Bolo Neckties or Bootlace Neckties:
The bola Neckties or bolo Neckties is a piece of cord worn around the neck and clasped together with an ornamental piece. In European countries, it is known as "Bootlace Neckties." The first bolo Neckties was worn by Vic Cedarstaff in Arizona and was patented. It became official neckwear in Arizona in 1971. The bootlace Neckties became popular in 1950s with Teddy Boys who wore them with drape suits.
Turtle Neckties or the Anti-Neckties:
The Turtle Neckties or the anti-Neckties were worn by British writer Noel Coward in 1920s. This set a new trend. The French wore black turtlenecks in 1950s.
The famous poet, Lord Byron did not like to wear neck cloth. There were different types of Neckties named after him. In 1820s, the Byron was a big floppy bow in black or white. In 1840s, this changed to string or narrow ribbon which changed to large readymade bow in 1860s.
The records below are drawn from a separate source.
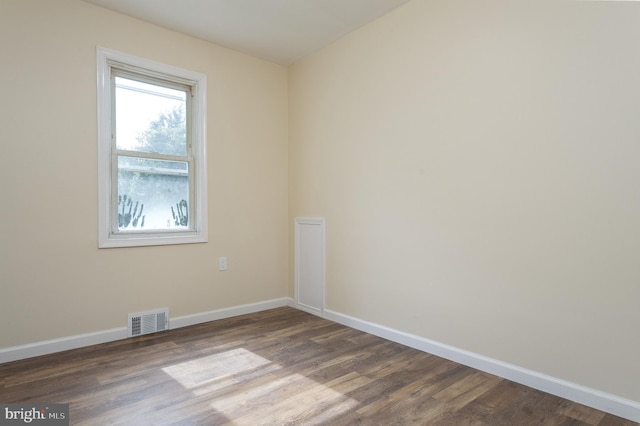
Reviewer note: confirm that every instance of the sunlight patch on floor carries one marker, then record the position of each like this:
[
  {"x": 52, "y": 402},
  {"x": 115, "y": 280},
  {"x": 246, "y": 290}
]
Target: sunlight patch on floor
[
  {"x": 214, "y": 368},
  {"x": 276, "y": 397}
]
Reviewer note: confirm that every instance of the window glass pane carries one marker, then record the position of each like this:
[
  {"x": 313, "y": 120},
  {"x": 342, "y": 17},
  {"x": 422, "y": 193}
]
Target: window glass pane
[
  {"x": 152, "y": 195},
  {"x": 150, "y": 118}
]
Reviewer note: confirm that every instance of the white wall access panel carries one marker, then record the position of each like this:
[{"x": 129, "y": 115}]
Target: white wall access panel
[{"x": 309, "y": 264}]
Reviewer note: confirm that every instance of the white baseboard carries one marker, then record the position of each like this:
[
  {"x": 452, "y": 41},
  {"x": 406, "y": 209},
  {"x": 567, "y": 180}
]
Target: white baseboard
[
  {"x": 30, "y": 350},
  {"x": 594, "y": 398},
  {"x": 233, "y": 311}
]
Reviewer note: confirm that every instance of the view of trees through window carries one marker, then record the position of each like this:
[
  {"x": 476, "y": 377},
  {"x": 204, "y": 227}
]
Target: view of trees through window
[{"x": 152, "y": 163}]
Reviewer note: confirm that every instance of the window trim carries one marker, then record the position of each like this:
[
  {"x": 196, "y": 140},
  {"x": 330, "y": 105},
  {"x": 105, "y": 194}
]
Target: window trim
[{"x": 107, "y": 58}]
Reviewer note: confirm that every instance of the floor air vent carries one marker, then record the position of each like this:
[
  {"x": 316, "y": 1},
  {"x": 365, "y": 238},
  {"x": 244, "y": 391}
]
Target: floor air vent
[{"x": 147, "y": 322}]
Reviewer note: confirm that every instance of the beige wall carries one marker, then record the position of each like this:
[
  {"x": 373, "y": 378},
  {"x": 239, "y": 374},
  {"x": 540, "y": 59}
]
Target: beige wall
[
  {"x": 54, "y": 280},
  {"x": 478, "y": 166}
]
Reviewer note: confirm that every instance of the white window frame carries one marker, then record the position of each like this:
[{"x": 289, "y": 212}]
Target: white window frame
[{"x": 107, "y": 236}]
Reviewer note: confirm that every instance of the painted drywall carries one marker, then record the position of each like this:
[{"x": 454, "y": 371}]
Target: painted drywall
[
  {"x": 477, "y": 167},
  {"x": 54, "y": 281}
]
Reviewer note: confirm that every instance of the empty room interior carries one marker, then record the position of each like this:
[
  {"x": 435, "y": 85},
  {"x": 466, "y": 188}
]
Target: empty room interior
[{"x": 473, "y": 168}]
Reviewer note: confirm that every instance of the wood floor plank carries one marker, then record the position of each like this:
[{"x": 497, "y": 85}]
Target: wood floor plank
[{"x": 277, "y": 367}]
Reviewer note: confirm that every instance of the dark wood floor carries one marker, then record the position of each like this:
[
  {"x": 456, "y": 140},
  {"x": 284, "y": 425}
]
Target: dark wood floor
[{"x": 277, "y": 367}]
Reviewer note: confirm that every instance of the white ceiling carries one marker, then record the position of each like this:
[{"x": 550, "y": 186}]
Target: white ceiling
[{"x": 281, "y": 31}]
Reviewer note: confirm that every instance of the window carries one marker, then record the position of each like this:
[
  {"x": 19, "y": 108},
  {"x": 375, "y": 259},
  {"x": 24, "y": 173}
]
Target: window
[{"x": 151, "y": 153}]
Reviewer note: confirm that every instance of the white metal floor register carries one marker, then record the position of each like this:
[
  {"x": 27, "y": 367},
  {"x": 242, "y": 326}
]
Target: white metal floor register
[{"x": 34, "y": 414}]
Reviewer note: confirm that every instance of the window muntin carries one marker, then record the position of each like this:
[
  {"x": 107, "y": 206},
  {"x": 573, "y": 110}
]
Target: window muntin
[{"x": 151, "y": 163}]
In 1920s, a Paris fashion designer, Jean Patou, designed a designer Neckties which became famous with women. The Neckties was designed drawing inspiration from art movements like Cubism and Art Deco. The designer Neckties became very popular in 1960s.
Different types of Knots:
There are many different ways to wear Neckties. The style in which a Necktie is worn is called knots. The knots include four-in-hand knot, Pratt knot also know as Shelby knot, half-Windsor knot, and Windsor knot.